The sun setting over the New Legacy signs really meant something to me as I drove home last night. It meant a new legacy would now unfold that would be inclusive, inspiring and inviting. At last here we have something that represented creative training without exclusivity. We had created a place, a sphere of creativity and training, where skill could be passed on to others hitherto denied the possibility of studying under someone from a background as a lifelong working craftsman. Year after year both major western continents have shut down woodworking shops and indeed all craftwork shops in public schools. I know that that’s strongly lamented by most but it probably could be one of the best things that ever happened even though the short sighted politicians and their advisors shut them down for the wrong reasons. Trained woodworking teachers are usually not the best teachers because most teachers are trained to teach not work wood as crafting artisans. We should recognise that in view of the demise of woodworking apprenticeships, and the fact that schools never could really teach with proper credentials, centres like New Legacy provide the new-genre training for new-genre woodworkers. At last, I breathed, as I drove past the new signs pointing to the 2nd New Legacy School of Woodworking, at last we have a way of reaching people that seek true skill and mastery. All that I have been given can now be deposited in others and what I have doesn’t end with me.

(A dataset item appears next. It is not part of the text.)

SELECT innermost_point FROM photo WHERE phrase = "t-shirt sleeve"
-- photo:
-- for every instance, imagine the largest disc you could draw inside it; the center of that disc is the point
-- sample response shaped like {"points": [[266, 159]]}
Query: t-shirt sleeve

Watching the students slowly filter into the workshop, mingle amongst the benches, looking at the tools, touching the benchtops and tweaking the vises I realised once more what commitment they had made to gaining mastery. How vulnerable they were in the statements of their lives simply being there. It was as if they understood they could now become something quite simple yet quite profound; they could become artisan woodworkers and this first day of class carried with it the dynamic that could make that happen. Seldom do we realise that big things often start with the very one small step others might despise. For these woodworking friends this was a new beginning.

Making a Shaker candle box seems more appropriate here than anywhere I have ever taught my class on dovetailing this unique little box. Here we are in the heart of what was once the epicentre of Shaker community life. The methods I am teaching encompass all of their methodology to encapsulate the essentiality of order. Sharp tools, layout practices, accuracy and technique all seem to elude new woodworkers so we spent the first hour discussing these issues and focussed first of all on the essentiality of sharpness. Each day I will expand this in practical realms as I alter saw teeth, reshape plane irons and teach techniques handed down since the early days of the Shakers and far beyond. We’ll continue to cut and shape wood to form joints and round over edges. With chisel tips we’ll remove waste from pins and tails and also form the recesses for hinges. By tomorrow we will not only have made boxes, but understand the angles and layout for dovetails. We will relate to wood differently than we would by machine. We will no longer say a machine is a tool but will know what the difference is between a tool and a machine. Where some say so emphatically that woodworking machine are tools, we will all know that that can never be.